5

Hello fellow programmers. I have already asked one question, but despite the really good answers I've got I couldn't fix my problem. Then, I took the time to refactor my code in such a way that would improve its parallelization potential (by having less calculation batches with more calculation duty each). But still I can't have a better performance than serial processing.

I suspect this slow parallel processing is due to the context switching. Or maybe it's due to "automatic" synchronization of common objects. I think you can help me understand what's going on.

Let me state my case: I'm making a program for scientific calculations. It does not depends on external things, just on the input values I give to it at its start. The size of this problem can be measured by Ns (which is the name I use). It can be seen as the "resolution" of the solution, it is one of the user inputs, and usually is of the order of 100.

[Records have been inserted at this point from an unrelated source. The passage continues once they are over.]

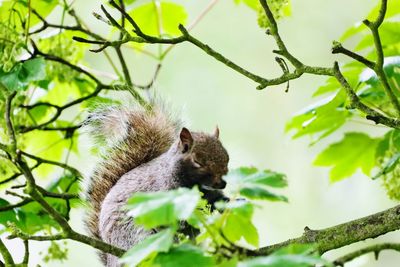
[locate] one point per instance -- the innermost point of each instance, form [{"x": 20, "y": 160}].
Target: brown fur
[{"x": 149, "y": 157}]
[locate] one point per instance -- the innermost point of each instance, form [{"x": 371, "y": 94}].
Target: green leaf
[
  {"x": 354, "y": 151},
  {"x": 238, "y": 223},
  {"x": 169, "y": 15},
  {"x": 322, "y": 118},
  {"x": 252, "y": 183},
  {"x": 163, "y": 208},
  {"x": 268, "y": 178},
  {"x": 23, "y": 73},
  {"x": 183, "y": 255},
  {"x": 9, "y": 216},
  {"x": 160, "y": 242},
  {"x": 295, "y": 255}
]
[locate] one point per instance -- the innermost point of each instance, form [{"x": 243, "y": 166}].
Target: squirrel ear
[
  {"x": 216, "y": 132},
  {"x": 186, "y": 140}
]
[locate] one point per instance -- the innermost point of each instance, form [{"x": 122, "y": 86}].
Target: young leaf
[
  {"x": 160, "y": 242},
  {"x": 354, "y": 151}
]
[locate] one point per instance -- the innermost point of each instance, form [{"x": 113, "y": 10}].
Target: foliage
[
  {"x": 224, "y": 235},
  {"x": 329, "y": 114}
]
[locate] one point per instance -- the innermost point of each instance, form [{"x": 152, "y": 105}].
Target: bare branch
[
  {"x": 337, "y": 48},
  {"x": 376, "y": 249},
  {"x": 374, "y": 27},
  {"x": 344, "y": 234}
]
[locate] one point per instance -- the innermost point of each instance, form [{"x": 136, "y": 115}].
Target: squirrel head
[{"x": 202, "y": 159}]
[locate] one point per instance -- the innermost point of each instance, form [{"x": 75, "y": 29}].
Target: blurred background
[{"x": 252, "y": 122}]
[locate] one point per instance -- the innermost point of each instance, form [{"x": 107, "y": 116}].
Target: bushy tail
[{"x": 134, "y": 136}]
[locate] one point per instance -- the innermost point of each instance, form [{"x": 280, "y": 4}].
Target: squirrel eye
[{"x": 196, "y": 164}]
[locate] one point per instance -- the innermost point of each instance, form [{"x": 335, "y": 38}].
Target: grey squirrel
[{"x": 149, "y": 151}]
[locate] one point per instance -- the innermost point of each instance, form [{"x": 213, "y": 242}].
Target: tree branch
[
  {"x": 376, "y": 249},
  {"x": 344, "y": 234},
  {"x": 337, "y": 48}
]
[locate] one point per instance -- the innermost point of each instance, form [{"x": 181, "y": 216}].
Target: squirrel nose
[{"x": 220, "y": 185}]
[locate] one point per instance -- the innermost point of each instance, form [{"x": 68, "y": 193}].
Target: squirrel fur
[{"x": 148, "y": 151}]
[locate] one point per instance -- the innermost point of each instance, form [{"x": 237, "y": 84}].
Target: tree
[{"x": 36, "y": 71}]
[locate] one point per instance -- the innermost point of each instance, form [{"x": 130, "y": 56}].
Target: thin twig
[{"x": 376, "y": 249}]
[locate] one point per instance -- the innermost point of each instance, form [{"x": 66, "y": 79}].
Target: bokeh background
[{"x": 252, "y": 122}]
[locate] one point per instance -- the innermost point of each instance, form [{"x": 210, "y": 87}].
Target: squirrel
[{"x": 149, "y": 151}]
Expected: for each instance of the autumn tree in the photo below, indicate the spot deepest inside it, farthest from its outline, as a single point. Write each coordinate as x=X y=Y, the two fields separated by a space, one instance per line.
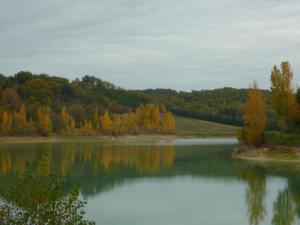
x=283 y=99
x=116 y=124
x=6 y=123
x=255 y=118
x=96 y=120
x=106 y=123
x=44 y=122
x=68 y=123
x=86 y=127
x=169 y=122
x=20 y=124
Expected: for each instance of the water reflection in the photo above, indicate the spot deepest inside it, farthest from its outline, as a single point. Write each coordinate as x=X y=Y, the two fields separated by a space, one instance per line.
x=255 y=193
x=36 y=197
x=101 y=167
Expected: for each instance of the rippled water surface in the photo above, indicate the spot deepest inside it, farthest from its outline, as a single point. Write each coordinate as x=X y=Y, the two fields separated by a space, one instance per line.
x=184 y=181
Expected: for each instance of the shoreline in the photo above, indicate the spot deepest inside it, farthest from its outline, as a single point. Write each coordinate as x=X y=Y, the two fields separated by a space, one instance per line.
x=123 y=138
x=275 y=154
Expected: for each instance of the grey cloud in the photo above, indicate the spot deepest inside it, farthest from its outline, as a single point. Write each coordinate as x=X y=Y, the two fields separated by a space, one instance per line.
x=147 y=44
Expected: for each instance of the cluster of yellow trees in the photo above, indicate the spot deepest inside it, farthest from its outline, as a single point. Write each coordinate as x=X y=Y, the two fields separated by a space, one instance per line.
x=284 y=103
x=147 y=118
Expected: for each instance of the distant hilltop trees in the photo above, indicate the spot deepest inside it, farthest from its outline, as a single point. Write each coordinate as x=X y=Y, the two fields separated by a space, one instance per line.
x=149 y=118
x=285 y=104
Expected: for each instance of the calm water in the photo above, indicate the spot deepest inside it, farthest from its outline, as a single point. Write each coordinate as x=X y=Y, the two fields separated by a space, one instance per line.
x=186 y=181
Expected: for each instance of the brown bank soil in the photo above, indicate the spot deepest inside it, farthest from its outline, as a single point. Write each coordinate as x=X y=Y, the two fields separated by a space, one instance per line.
x=276 y=154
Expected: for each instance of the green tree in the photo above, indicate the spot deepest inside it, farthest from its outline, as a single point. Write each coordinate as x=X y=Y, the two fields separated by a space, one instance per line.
x=283 y=99
x=106 y=123
x=255 y=118
x=44 y=122
x=37 y=198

In such way, I have several double arrays in my main class such as double ys[Ns][N] or phiS[Ns][Nord][N], where N and Nord are other fixed magnitudes of the program. In my program, I have to calculate several things for each one of the Ns points and here comes the parallelization. Each point calculation is independent, so I can divide them to different threads and hope it gets faster.

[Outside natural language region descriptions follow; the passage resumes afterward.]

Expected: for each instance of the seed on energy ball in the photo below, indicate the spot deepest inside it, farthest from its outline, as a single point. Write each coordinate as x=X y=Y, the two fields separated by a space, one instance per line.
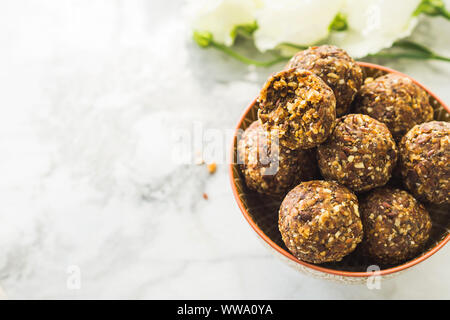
x=298 y=107
x=319 y=221
x=336 y=68
x=425 y=161
x=360 y=153
x=396 y=101
x=396 y=226
x=269 y=168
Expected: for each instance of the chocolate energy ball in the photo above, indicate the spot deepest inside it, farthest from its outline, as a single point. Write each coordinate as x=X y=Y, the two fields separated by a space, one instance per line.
x=299 y=107
x=396 y=101
x=425 y=161
x=396 y=226
x=336 y=68
x=270 y=168
x=319 y=221
x=360 y=153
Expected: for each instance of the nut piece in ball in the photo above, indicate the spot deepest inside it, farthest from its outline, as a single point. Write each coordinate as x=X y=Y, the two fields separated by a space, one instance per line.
x=396 y=101
x=299 y=107
x=360 y=153
x=269 y=168
x=336 y=68
x=396 y=226
x=425 y=161
x=319 y=221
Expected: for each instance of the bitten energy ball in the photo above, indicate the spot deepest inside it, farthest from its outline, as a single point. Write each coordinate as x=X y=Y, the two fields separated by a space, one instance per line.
x=319 y=221
x=299 y=107
x=269 y=168
x=425 y=161
x=396 y=226
x=360 y=153
x=336 y=68
x=396 y=101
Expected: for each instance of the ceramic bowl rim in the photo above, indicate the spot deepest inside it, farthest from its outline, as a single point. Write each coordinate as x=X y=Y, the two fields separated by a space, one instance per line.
x=319 y=268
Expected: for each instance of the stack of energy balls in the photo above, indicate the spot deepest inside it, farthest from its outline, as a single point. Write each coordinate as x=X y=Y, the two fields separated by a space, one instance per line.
x=319 y=115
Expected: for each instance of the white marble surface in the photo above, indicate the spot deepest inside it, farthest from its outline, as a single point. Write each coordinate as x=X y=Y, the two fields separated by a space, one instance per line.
x=90 y=95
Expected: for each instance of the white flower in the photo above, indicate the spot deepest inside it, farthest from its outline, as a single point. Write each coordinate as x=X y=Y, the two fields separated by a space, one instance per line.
x=374 y=25
x=301 y=22
x=221 y=17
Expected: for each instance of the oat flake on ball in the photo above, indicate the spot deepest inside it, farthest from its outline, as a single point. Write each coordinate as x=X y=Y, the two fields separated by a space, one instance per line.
x=396 y=101
x=319 y=221
x=299 y=107
x=359 y=154
x=425 y=161
x=269 y=168
x=396 y=226
x=334 y=66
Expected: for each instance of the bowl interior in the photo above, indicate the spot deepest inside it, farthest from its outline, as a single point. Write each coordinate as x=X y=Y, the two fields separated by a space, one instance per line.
x=262 y=211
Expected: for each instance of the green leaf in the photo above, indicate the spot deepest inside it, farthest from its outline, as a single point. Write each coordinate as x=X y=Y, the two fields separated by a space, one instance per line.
x=339 y=23
x=410 y=50
x=407 y=44
x=244 y=29
x=203 y=38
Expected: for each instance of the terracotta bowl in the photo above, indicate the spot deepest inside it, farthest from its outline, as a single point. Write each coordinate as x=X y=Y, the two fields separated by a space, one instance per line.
x=262 y=213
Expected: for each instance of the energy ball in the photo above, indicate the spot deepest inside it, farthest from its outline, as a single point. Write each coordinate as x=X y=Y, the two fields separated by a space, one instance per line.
x=396 y=226
x=425 y=161
x=269 y=168
x=336 y=68
x=319 y=221
x=396 y=101
x=298 y=107
x=360 y=153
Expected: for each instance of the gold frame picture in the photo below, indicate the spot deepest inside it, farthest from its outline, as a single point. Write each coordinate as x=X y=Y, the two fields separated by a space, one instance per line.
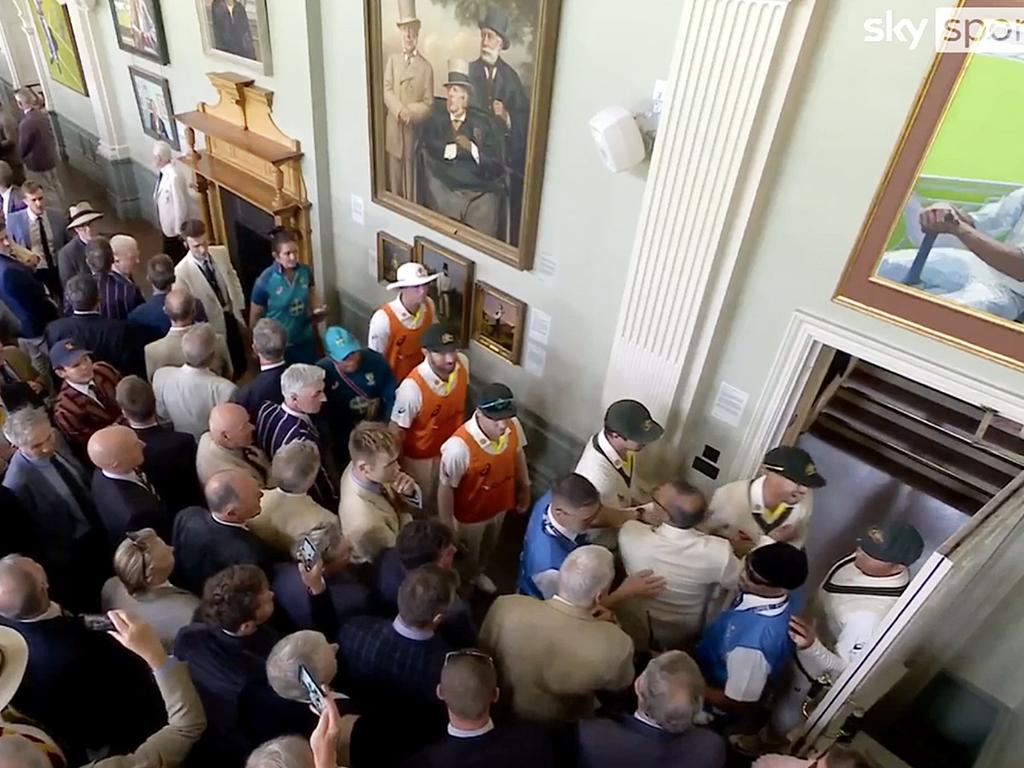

So, instead of having a loop for (int i=0; i<Ns; <i++) I divided this calculation duty into Runnable batches, each one ranging inside a smaller interval: for (int i=start; i<end; i++), where start and end are allways between 0 and Ns. For example, if I'm on a dual core pc, I make two batches, one with start = 0 and end = Ns/2, the other with start = Ns/2 and end = Ns. If I'm on a quad core, the second batch will have start = Ns/4 to end = Ns/2 and so on (assuming the division is exact at every case).

Each Batch, as a class that implements Runnable, is stored in a ArrayList<Batch> and is given to a FixedThreadPool with size equal to the number of cores. It execute the batches and waits for them to finish using a simple CountDown scheme.

Each of this batches needs to access the data on those arrays from the main class of the program, but their access is such that each batch only reads from yS[start][] to yS[end][] and therefore two batches will never try to read the same array element. I wonder if Java still locks up yS, even that each batch isn't trying to access the same elements as others.

I wonder also if my problem is related to the overhead due to context switching, as each batch needs to deal with thousands of doubles, and if the way that the program is built can affect it.

Maybe I should find a way to pass to each batch just the elements of the arrays that are relevant to it, but I wouldn't know how to approach this. If there were pointers, I could have new arrays of just the desired elements with simple pointer operations and without reallocating anything. Is there a way to do such a thing in Java?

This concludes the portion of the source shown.